Kevin Thomas of the Los Angeles Times thought the original was "a terrific one-of-a-kind thriller," but "Not so the sequel. It's an all-out horror film—handsomely produced but morbid and not in the least amusing to watch." Richard Harrington of The Washington Post called it "an inevitable sequel that's not as good as its progenitor, but better than most movies with the numbers 2 through 8 in their titles."

===Home media===
Child's Play 2 was first released on VHS by MCA/Universal Home Video in North America on April 11, 1991. The film was later released on DVD in 1999 and bundled with the fourth film Bride of Chucky. This released on DVD by Universal Pictures Home Entertainment on October 22, 2002. It was released in multiple collections, such as:
- The Chucky Collection (alongside Child's Play 3 and Bride of Chucky), released on October 7, 2003.
- Chucky – The Killer DVD Collection (alongside Child's Play 3, Bride and Seed of Chucky), released on September 19, 2006.
- Chucky: The Complete Collection (alongside Child's Play and 3, Bride, Seed and Curse of Chucky), released on October 8, 2013.
- Chucky: Complete 7-Movie Collection (alongside Child's Play and 3, Bride, Seed, Curse and Cult of Chucky), released on October 3, 2017.
Child's Play 2 was released on 4K Ultra HD by Scream!

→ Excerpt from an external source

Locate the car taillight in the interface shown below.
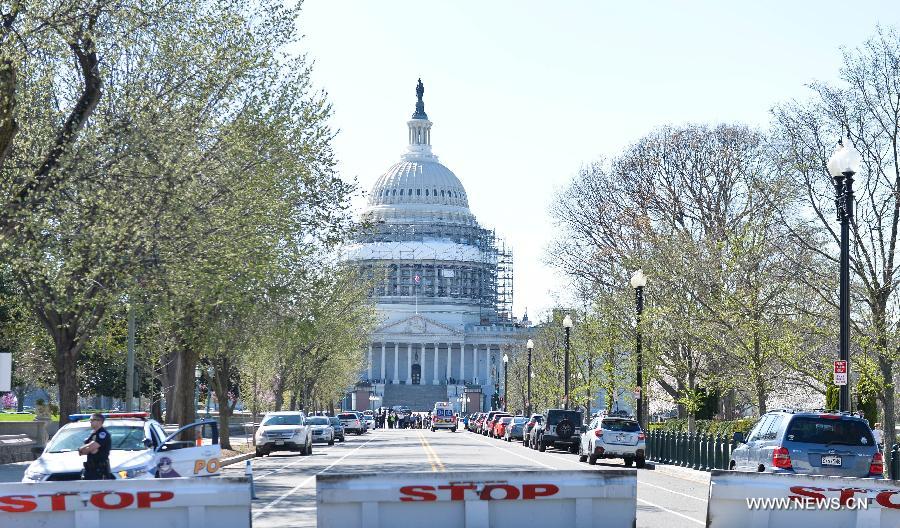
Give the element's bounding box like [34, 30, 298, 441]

Factory on August 16, 2022. This release included a new 4K scan from the original camera negative, a new Dolby Atmos track and several interviews recorded in 2022 with creator Don Mancini, actor Alex Vincent, producer David Kirschner, actress Christine Elise, actress Beth Grant, and executive producer Robert Latham Brown.

==Sequels==
The film was followed by Child's Play 3 in 1991, Bride of Chucky in 1998, Seed of Chucky in 2004, Curse of Chucky in 2013, Cult of Chucky in 2017, and the TV series Chucky in 2021.